409 - Nuclear Reactors 76 - Nuclear Breeder Reactors 17 - History of Soviet-Russian Breeder Reactors 2

   My recent posts have been about breeder reactors which generate more fissile material than they consume. There is renewed global interest in breeder reactors for the production of nuclear fuel and the destruction of nuclear waste. Today's post is the second in a series about the history and current status of breeder reactors in the Soviet Union and Russia.

          Before the BN-350 reactor began operations in 1972, the Soviets were working on a second fast neutron reactor with a higher power capacity. This reactor was called the BN-600 because it was intended to deliver six hundred megawatts. The Soviets wanted to use their experience with the BN-350 early operations to help refine their design for the BN-600. The BN-350 and the BN-600 reactors were seen as prototypes that would lead to commercial fast breeder power reactors.  

           The BN-600 was designed with a second sodium cooling system between the primary core cooling system and the steam generator. The heat exchangers, the piping, the coolant pumps and the reactor all sit in a pool of liquid sodium. The fuel mixture for the BN-600 was uranium enriched to about twenty percent. The common fuel enrichment in the regular Soviet reactors was about four percent. There is no separate containment vessel for the whole system. During construction and testing up to 1997, there were twenty seven sodium leaks with fourteen sodium fires. There was damage to the plant but no fatalities. The reactor was put into full operation in 1980 at the Beloyarsk Nuclear Power Station.

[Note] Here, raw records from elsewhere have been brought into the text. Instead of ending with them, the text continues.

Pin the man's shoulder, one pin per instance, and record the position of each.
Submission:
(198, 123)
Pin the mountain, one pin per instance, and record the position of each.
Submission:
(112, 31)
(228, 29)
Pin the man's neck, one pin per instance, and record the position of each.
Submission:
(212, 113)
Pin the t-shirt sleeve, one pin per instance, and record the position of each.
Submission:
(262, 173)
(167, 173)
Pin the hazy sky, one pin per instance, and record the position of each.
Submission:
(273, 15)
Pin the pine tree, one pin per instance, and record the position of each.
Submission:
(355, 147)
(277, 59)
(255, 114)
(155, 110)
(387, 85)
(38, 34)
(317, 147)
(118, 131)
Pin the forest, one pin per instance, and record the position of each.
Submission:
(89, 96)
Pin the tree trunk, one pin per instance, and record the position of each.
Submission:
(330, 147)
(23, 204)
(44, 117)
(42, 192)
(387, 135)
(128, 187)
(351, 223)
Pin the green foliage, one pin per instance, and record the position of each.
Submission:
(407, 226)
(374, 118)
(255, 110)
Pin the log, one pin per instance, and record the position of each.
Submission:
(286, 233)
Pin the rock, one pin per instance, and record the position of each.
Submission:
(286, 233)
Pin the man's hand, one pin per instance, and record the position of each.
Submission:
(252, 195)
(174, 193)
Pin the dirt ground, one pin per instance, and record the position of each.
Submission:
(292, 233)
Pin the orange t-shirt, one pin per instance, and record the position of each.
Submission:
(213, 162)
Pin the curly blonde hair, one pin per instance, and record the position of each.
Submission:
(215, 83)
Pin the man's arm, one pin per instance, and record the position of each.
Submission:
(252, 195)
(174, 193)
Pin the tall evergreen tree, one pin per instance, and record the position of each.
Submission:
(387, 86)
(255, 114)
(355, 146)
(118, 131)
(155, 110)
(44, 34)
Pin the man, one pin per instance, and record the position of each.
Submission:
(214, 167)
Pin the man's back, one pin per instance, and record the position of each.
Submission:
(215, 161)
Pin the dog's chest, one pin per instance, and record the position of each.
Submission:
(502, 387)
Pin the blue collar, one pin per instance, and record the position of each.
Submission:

           Design work on the next reactor in the series, the BN-800, began in 1983. It followed the designs for the BN-350 and BN-600 which had worked satisfactorily. After the Chernobyl disaster in 1987, the design for the BN-800 was completely revised. It was also revised extensively in the 1990s as standards for reactor design evolved. One major change between the BN-600 and the BN-800 had to do with the fuel mix. The BN-800 was going to burn natural uranium mixed with weapons grade plutonium from old warhead in a closed fuel cycle. They said that there was no intention to reprocess the fuel. The Soviet Union had planned to construct five BN-800s in the Urals. After the Chernobyl disaster in 1986, the Soviet nuclear program went into decline.

          After the fall of the Soviet Union in 1991, the Russian economy was in serious trouble and could not afford to put money into new reactor construction. In addition, fast neutron reactors just could not compete economically with Russia's light water and thermal neutron reactors for power generation. There were discovery of new deposits of high grade uranium in the Soviet client states during the 1960s and the 1970s that also reduced the interest in the development of fast neutron breeder reactors to supply nuclear fuel. In the 1990s, the prospect for commercial fast neutron breeder reactors being built in Russia faded.